Nasser K. Altorki, Jeffrey L. Port, Paul C. Lee, Yaakov Liss, Danish Meherally, David Jin, Robert J. Korst; CT Surgery, Weill Cornell, New York, NY
Objective: There has been an increasing interest in endoscopic ablative therapy (ET) for intramucosal (T1a) or submucosal (T1b) esophageal carcinoma. We postulated that ET may be more appropriate for T1a rather than T1b tumors.Methods: We retrospectively reviewed the records of all patients who underwent esophagectomy without preoperative therapy for T1 esophageal cancer. A detailed review of all pathology reports was performed to identify relevant pathological criteria including depth of invasion (T1a or T1b), cell type (adeno / squamous), extent of Barrett's esophagus (short segment; SSB and long segment; LSB), nodal status, lymphovascular invasion (LVI), and the presence of multifocal neoplasia: MFN (high grade dysplasia or invasive carcinoma).
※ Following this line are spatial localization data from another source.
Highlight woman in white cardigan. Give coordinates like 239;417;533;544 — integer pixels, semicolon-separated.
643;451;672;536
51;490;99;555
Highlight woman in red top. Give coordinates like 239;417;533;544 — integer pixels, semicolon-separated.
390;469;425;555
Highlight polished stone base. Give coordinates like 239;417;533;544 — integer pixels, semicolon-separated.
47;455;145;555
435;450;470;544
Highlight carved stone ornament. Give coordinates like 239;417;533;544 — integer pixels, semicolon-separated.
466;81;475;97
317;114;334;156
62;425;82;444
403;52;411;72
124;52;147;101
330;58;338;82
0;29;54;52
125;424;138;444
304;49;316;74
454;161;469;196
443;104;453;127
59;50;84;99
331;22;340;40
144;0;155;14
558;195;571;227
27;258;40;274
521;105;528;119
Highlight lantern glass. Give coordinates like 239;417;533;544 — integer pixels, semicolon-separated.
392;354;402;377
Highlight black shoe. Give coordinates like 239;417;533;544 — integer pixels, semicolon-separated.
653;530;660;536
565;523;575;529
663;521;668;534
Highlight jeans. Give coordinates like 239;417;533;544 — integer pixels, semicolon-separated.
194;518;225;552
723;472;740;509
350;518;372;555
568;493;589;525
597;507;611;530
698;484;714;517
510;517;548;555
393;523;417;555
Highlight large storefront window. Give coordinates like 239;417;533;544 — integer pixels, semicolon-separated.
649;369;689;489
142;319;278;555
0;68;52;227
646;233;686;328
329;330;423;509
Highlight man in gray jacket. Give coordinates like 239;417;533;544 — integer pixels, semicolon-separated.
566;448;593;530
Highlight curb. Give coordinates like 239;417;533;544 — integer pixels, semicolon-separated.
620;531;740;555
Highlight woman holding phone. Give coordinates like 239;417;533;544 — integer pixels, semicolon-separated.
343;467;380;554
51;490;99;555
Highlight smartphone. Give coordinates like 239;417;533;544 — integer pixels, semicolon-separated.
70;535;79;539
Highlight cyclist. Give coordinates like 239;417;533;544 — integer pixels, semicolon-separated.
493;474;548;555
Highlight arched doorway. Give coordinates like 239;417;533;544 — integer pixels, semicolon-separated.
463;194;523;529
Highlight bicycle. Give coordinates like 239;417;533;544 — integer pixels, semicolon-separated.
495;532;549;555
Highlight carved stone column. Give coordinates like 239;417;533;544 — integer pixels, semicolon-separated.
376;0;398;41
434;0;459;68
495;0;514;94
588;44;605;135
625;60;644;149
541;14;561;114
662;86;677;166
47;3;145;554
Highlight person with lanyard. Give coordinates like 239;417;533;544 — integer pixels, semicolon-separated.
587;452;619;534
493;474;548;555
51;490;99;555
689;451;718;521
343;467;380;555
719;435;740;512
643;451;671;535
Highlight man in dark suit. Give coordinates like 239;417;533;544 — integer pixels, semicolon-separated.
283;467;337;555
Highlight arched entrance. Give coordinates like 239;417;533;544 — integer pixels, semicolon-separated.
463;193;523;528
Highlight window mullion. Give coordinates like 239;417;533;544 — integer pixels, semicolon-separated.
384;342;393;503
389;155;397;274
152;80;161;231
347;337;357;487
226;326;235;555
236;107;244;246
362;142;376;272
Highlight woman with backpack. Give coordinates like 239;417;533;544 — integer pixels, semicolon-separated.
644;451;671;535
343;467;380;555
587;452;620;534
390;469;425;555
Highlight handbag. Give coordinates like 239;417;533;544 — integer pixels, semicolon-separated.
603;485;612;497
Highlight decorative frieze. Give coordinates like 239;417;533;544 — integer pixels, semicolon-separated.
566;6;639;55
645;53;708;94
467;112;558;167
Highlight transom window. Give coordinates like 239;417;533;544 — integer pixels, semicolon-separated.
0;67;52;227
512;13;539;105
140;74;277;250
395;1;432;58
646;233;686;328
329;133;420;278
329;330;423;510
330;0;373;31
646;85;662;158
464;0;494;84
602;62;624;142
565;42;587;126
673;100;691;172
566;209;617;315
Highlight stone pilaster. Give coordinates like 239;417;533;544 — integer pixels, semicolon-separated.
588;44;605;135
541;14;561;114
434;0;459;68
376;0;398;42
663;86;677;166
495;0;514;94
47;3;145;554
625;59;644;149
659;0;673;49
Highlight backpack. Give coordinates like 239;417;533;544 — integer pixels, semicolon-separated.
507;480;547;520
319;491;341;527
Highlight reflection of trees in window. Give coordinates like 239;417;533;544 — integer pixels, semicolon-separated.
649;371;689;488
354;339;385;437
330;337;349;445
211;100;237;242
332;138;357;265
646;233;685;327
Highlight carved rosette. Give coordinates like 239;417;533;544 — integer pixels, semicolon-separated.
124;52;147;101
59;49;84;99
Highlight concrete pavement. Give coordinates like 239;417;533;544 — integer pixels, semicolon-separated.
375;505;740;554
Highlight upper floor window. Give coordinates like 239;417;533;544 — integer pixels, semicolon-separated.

Overall survival (OS) and disease specific survival (DSS) were determined by the Kaplan-Meier method.
Results: There were 75 consecutive patients (58 men, 17 women). Median age was 68 years. Hospital mortality was 1.3% (1/75). Thirty patients had T1a and forty-five had T1b. Sixty patients had adenocarcinoma . Nodal metastasis were present in 2/30 (6%) T1a and 8/45 (17.5%) T1b tumors. MFN was present in 30% (9/30) T1a tumors and 29% (13/45) T1b tumors. All 10 patients with LVI had T1b tumors. Collectively, 10/30 ( 33.3%) pts with T1a and 26/45 (58%) with T1b had either MFN, LVI or nodal metastases (p=0.038). 47 patients had adenocarcinoma with associated Barrett's esophagus (20 SSB, 27 LSB) . There was a significant difference in the incidence of MFN between patients with SSB and those with LSB (2/20 vs. 13/27 p=0.006) yet, no difference in the incidence of nodal disease (2/20 vs. 2/27). Four patients with squamous carcinoma had nodal metastasis and 5 had MFN. Overall 5-year survival was 78% (T1a: 82% T1b: 69%, p=0.05) Five year DSS was 91% (T1a: 100%, T1b: 85%)
Conclusion: The high incidence of MFN and occult nodal metastasis does not support the use of ET in patients with T1 esophageal cancer regardless of depth of invasion, cell type or extent of BE. ET may be of value in patients in whom surgical risk is considered prohibitive.